A clown starts to juggle balls. For one act, he throws a ball vertically upwards and runs to a cage 6m away. He runs at a constant speed of 3 m/s...

Hello!

It is obvious that the time needed for a clown to return is `t_0=4s` (twice 6m divided by 3m/s). A ball must return to the same height after the same time.

Choose a vertical upward axis starting at the initial height of a ball. Then the height of a ball is `H(t)=V_0 t-(g t^2)/2,` where `V_0` is the initial speed we have to find, `t` is time and `g` is the gravity acceleration.

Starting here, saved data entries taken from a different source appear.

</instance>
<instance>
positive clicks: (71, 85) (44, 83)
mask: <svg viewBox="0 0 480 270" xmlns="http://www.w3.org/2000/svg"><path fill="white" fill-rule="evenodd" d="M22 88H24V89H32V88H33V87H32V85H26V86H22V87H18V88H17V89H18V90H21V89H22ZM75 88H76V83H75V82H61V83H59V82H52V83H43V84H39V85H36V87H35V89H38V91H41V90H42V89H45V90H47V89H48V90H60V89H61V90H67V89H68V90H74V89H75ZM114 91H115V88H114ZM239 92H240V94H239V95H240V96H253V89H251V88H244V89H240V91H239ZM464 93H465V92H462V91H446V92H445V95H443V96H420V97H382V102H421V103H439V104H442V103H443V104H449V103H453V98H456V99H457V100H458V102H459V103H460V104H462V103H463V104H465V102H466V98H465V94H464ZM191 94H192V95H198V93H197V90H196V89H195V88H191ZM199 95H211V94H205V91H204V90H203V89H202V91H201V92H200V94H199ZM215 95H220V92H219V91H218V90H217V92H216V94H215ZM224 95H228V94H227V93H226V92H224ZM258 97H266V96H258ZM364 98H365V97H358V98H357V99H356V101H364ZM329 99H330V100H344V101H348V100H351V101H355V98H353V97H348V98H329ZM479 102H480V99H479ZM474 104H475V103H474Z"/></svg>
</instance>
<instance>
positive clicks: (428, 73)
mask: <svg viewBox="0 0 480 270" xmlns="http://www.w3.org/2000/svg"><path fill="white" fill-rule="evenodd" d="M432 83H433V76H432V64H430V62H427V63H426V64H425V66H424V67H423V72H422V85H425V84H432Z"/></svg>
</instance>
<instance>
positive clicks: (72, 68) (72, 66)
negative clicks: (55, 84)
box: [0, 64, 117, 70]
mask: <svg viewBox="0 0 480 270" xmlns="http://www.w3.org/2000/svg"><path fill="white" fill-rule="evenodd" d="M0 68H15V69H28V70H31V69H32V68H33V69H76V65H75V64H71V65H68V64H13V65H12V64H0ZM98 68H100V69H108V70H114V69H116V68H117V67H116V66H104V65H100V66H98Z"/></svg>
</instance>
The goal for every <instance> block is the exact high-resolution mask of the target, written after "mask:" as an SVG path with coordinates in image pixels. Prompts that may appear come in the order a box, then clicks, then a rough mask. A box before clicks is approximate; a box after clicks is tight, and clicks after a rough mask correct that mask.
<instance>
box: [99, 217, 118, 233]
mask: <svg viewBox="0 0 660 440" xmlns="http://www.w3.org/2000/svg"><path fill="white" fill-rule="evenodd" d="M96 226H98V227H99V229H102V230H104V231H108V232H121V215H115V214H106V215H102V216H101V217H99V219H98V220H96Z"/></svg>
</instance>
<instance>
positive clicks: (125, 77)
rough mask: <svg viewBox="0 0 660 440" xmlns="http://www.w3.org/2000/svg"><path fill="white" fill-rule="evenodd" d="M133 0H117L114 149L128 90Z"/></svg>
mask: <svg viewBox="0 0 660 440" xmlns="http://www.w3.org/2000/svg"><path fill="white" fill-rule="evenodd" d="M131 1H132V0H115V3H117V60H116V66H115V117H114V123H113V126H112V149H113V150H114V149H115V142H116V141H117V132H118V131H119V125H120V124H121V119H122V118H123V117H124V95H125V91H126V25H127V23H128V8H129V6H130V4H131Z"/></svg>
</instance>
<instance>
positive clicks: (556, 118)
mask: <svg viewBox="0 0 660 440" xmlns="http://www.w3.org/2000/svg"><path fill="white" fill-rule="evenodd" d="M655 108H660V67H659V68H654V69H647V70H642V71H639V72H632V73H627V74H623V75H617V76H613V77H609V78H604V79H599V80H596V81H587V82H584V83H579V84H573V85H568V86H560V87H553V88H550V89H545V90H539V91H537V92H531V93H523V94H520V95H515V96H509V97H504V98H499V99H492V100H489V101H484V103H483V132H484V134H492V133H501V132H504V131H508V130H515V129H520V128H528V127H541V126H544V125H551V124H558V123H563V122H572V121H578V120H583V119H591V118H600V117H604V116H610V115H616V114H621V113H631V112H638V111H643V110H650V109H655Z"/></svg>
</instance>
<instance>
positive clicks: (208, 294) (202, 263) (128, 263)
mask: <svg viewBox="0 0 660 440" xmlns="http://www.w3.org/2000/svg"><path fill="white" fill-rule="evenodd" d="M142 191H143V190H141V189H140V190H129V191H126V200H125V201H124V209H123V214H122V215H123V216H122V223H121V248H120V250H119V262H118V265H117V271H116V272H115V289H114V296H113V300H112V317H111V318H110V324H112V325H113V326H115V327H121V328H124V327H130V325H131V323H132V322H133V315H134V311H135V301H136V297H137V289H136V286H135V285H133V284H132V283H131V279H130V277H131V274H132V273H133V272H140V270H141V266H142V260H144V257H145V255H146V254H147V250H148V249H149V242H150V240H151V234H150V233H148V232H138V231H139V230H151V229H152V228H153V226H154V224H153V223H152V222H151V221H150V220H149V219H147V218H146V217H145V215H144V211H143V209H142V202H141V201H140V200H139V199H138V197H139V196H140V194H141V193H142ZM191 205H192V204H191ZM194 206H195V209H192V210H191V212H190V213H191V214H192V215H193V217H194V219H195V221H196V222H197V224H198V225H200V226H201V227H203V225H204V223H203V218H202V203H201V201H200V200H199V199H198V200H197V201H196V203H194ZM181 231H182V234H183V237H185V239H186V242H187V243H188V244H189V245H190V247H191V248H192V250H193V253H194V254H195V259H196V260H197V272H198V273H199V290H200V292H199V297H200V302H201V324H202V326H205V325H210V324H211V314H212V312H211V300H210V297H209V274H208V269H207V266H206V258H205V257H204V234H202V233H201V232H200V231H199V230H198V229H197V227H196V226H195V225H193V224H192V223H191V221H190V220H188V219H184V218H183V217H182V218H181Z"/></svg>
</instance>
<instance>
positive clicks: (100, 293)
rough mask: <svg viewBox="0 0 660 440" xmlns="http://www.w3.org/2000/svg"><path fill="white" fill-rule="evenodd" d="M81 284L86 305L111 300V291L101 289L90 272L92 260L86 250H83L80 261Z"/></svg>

We need `H(t_0)=0` (a ball returns at the same time a clown returns). It is a simple equation for `V_0,` `V_(0) t_(0)=(g t_0^2)/2,` or `V_0=(g t_0)/2.` In numbers it is `(9.8*4)/2=19.6 (m/s).` This is the answer for (i).

For (ii), use that speed of a ball is `V(t)=V_0 - g t,` and that at the maximum height the speed is zero. So the time when the maximum height is reached is `t_1=V_0/g,` and the corresponding height is `H(t_1)=(V_0^2)/(2g)=(g t_0^2)/8=(9.8*4^2)/8=19.6 (m).`

This is the answer for (ii).